Objective: The objective of this study was to compare the effects of MCT and corn oil on plasma lipids in primary hypertriglyceridemic patients.

Design: Ten subjects ate different proportions of corn oil and MCT for 12 wk. The subjects first ate a low-fat diet for 2 wk and during the next 4 wk, corn oil was added as the sole source of fat. Thereafter, for 2-wk periods, the subjects were sequentially fed corn oil and MCT mixed in the following proportions: 3:1, 1:1, and 0:1. Fasting plasma total cholesterol, triacylglycerol, and HDL-cholesterol concentrations were measured at the end of each period. At the end of the 100%–corn oil and of the 100%-MCT periods, subjects were fed a test meal containing the respective oil (40 g fat/m² body surface area) and total cholesterol and triacylglycerols were measured at 2-h intervals over 8 h; fasting lipoprotein composition was also measured.
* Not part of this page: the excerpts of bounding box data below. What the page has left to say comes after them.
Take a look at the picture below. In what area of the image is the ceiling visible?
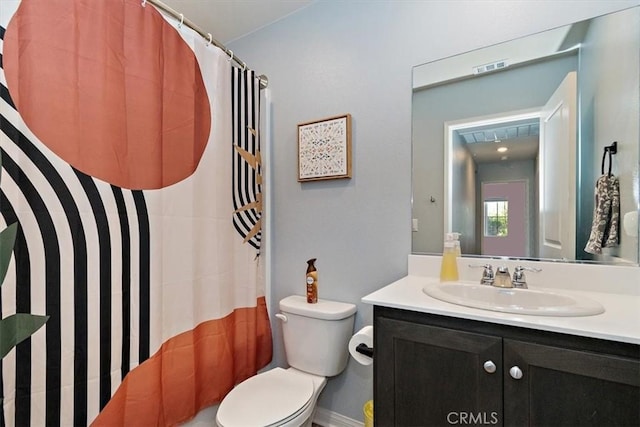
[455,118,540,163]
[158,0,313,44]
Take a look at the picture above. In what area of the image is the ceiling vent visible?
[473,59,509,74]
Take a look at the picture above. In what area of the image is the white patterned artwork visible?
[298,114,351,181]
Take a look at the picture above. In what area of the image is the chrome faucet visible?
[469,264,542,289]
[469,264,495,286]
[493,267,513,288]
[511,265,542,289]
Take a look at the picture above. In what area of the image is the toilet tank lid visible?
[280,295,357,320]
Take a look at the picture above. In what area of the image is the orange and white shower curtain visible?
[0,0,271,426]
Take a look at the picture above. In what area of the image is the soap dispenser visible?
[307,258,318,304]
[440,233,460,282]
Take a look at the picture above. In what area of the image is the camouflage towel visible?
[584,175,620,254]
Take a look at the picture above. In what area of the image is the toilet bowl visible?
[216,368,327,427]
[216,295,356,427]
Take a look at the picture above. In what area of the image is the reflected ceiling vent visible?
[473,59,509,74]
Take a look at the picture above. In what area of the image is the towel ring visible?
[600,141,618,176]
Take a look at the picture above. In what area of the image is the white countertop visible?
[362,274,640,344]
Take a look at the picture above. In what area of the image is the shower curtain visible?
[0,0,271,426]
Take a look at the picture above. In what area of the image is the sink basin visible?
[423,282,604,316]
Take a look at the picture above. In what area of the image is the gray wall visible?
[229,0,639,420]
[577,8,640,262]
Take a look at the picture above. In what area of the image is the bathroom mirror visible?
[412,7,640,265]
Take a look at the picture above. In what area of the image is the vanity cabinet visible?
[374,306,640,427]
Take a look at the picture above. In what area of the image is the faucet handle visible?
[469,264,496,285]
[511,265,542,289]
[494,266,513,288]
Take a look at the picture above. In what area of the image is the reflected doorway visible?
[481,181,531,257]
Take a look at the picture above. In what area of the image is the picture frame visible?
[298,114,351,182]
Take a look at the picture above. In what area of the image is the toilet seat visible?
[216,368,314,427]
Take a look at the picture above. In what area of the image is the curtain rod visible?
[142,0,269,89]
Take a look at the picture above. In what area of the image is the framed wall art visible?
[298,114,351,182]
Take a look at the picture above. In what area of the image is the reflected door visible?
[482,181,529,257]
[540,72,577,259]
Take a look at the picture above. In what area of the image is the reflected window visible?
[484,200,509,237]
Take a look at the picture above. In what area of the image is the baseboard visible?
[313,407,364,427]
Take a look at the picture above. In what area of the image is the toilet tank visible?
[278,295,356,377]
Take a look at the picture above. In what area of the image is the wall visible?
[578,9,640,262]
[450,132,480,254]
[229,0,640,420]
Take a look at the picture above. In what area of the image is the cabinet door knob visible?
[509,366,522,380]
[483,360,496,374]
[483,360,496,374]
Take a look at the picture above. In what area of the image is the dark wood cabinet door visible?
[374,316,503,427]
[504,339,640,427]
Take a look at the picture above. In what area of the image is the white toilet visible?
[216,295,356,427]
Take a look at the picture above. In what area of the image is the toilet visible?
[216,295,356,427]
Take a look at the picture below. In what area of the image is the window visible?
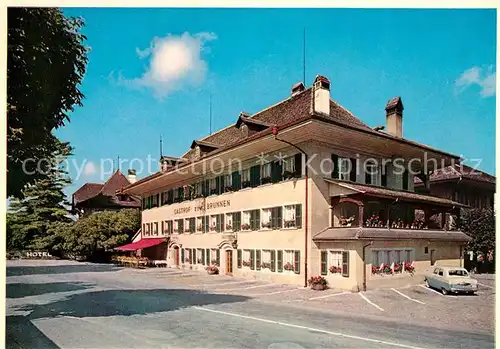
[208,178,218,195]
[269,250,276,271]
[236,250,243,268]
[241,169,251,188]
[223,174,233,193]
[277,250,283,273]
[250,165,260,187]
[365,161,377,185]
[261,162,271,184]
[262,208,271,229]
[250,250,255,270]
[381,164,389,187]
[403,169,409,190]
[176,219,184,234]
[231,171,241,191]
[189,217,196,233]
[232,212,241,231]
[271,206,283,230]
[224,213,233,231]
[250,210,260,230]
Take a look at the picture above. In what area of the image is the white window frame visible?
[260,162,271,178]
[222,212,233,231]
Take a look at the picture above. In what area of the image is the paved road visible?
[7,261,494,349]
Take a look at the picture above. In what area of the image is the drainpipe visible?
[363,241,373,291]
[272,126,309,287]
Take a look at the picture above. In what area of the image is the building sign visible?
[174,200,231,215]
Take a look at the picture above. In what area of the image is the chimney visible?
[292,81,306,96]
[313,75,330,115]
[127,168,137,183]
[385,97,404,138]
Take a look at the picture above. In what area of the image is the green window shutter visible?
[295,204,302,228]
[250,165,260,187]
[236,250,242,268]
[332,154,340,179]
[231,171,241,191]
[349,158,357,182]
[294,153,302,178]
[321,251,328,275]
[271,250,276,271]
[293,251,300,274]
[233,212,241,231]
[342,251,349,277]
[278,250,283,273]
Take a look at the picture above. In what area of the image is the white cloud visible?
[118,32,217,98]
[455,65,496,97]
[83,161,97,177]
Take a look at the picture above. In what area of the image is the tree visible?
[460,208,495,256]
[63,209,141,258]
[7,140,72,249]
[7,7,88,199]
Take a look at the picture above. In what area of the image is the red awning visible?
[115,238,165,251]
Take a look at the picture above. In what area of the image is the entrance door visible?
[174,247,181,266]
[226,250,233,275]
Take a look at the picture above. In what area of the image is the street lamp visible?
[272,126,309,287]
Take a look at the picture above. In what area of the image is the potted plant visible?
[283,262,293,271]
[307,276,328,291]
[330,265,342,274]
[405,263,415,275]
[260,262,271,269]
[205,265,219,275]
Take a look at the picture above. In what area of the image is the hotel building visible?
[121,76,469,291]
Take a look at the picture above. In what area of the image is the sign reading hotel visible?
[174,200,231,215]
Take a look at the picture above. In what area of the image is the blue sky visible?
[56,8,496,194]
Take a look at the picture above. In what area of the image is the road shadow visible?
[7,264,123,276]
[7,282,94,298]
[16,289,250,320]
[5,316,59,349]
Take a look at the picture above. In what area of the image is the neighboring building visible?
[72,170,141,216]
[120,76,469,290]
[415,164,496,208]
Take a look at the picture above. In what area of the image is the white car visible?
[424,266,478,295]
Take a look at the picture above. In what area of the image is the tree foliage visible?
[7,7,88,198]
[460,208,495,255]
[62,209,141,256]
[7,140,72,249]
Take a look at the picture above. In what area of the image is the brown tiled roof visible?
[73,170,140,207]
[325,178,466,207]
[73,183,103,204]
[100,170,130,196]
[414,164,496,185]
[313,228,472,242]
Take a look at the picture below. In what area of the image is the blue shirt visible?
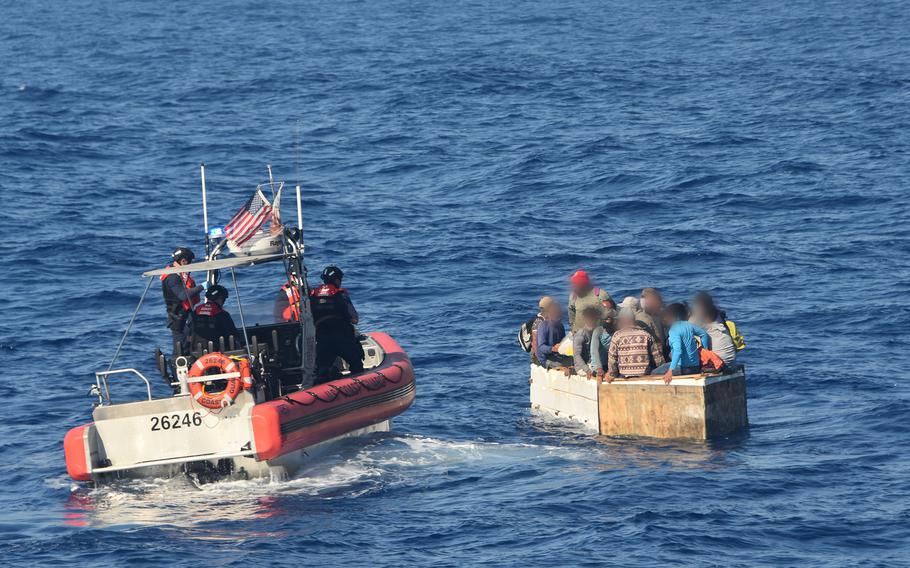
[668,321,711,370]
[534,320,566,365]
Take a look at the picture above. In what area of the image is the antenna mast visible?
[199,164,209,257]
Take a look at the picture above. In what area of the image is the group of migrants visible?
[519,270,746,383]
[161,247,364,378]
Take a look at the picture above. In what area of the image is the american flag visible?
[224,189,272,246]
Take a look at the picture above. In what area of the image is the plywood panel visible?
[598,372,748,439]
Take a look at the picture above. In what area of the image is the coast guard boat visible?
[64,167,415,482]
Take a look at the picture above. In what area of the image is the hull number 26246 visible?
[152,412,202,432]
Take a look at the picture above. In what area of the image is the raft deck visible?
[530,365,749,440]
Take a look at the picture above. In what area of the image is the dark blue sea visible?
[0,0,910,567]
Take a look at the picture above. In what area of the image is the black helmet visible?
[205,284,227,300]
[171,247,196,262]
[322,264,344,284]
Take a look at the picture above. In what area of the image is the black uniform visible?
[161,274,203,342]
[190,301,243,350]
[310,284,363,376]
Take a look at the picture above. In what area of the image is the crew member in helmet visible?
[189,284,243,349]
[310,265,363,377]
[161,247,205,344]
[274,263,301,321]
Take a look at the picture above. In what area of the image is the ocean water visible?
[0,0,910,567]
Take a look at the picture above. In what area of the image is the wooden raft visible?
[597,370,749,440]
[530,365,749,440]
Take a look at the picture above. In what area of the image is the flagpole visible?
[295,183,303,233]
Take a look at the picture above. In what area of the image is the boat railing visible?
[92,368,152,404]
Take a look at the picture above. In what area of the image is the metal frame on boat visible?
[64,166,415,481]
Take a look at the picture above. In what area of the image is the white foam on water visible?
[64,435,584,538]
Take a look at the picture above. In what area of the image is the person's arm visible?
[164,274,205,302]
[535,321,553,365]
[670,327,682,371]
[607,337,619,377]
[591,327,604,373]
[693,325,711,349]
[344,294,360,325]
[648,336,666,367]
[272,290,288,322]
[572,330,591,373]
[567,292,575,331]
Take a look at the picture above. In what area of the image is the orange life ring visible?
[189,353,253,410]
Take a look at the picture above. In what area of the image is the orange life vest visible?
[698,347,724,371]
[161,267,199,311]
[281,282,300,321]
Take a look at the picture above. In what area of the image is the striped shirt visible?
[608,327,664,377]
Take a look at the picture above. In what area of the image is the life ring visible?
[190,353,253,410]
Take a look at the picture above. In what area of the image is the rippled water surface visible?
[0,0,910,566]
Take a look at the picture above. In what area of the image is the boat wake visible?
[58,433,584,538]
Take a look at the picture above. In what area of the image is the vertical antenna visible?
[296,183,303,232]
[294,118,303,235]
[199,164,209,257]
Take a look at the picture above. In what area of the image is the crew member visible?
[310,265,363,377]
[274,264,301,321]
[190,284,242,349]
[161,247,205,344]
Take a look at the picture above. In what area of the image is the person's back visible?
[161,247,204,343]
[190,284,243,348]
[591,325,612,377]
[689,302,736,365]
[531,296,555,365]
[572,307,603,378]
[704,321,736,365]
[569,270,612,331]
[608,325,664,377]
[310,265,364,378]
[534,302,573,369]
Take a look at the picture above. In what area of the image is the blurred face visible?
[641,294,663,313]
[546,302,562,321]
[584,314,600,330]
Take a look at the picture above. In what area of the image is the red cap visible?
[569,270,591,288]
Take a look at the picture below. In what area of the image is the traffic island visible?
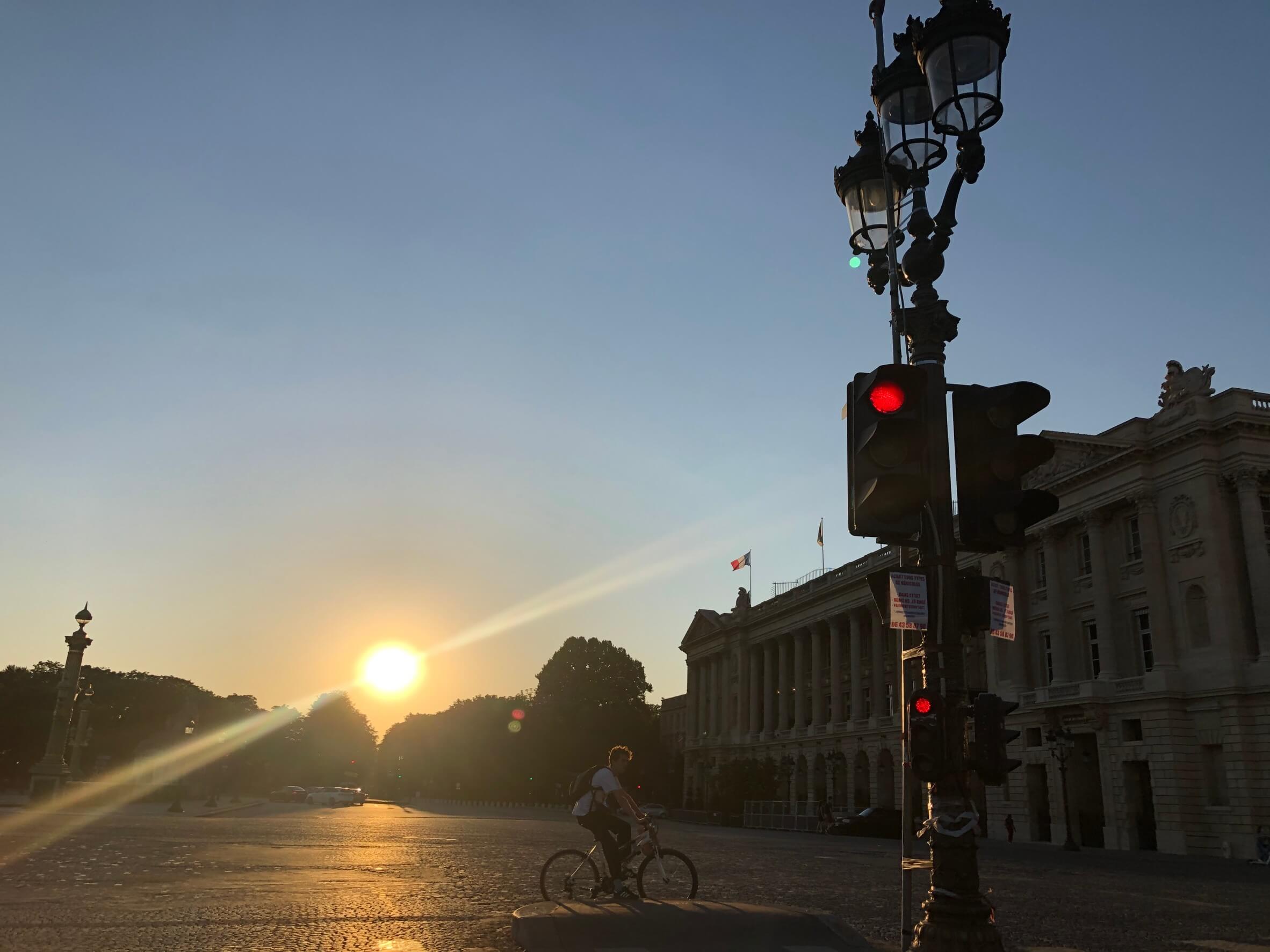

Results: Compared with corn oil, MCT was associated with a higher mean (±SD) fasting total cholesterol concentration (6.39 ± 1.14 compared with 5.51 ± 0.98 mmol/L, respectively; P < 0.05); non-HDL-cholesterol concentrations were also higher with MCT (5.36 ± 1.11 mmol/L) than with corn oil (4.51 ± 0.92 mmol/L; P < 0.005). In response to the liquid test meal, plasma total cholesterol did not change with either diet but triacylglycerols increased with the 100%–corn oil diet.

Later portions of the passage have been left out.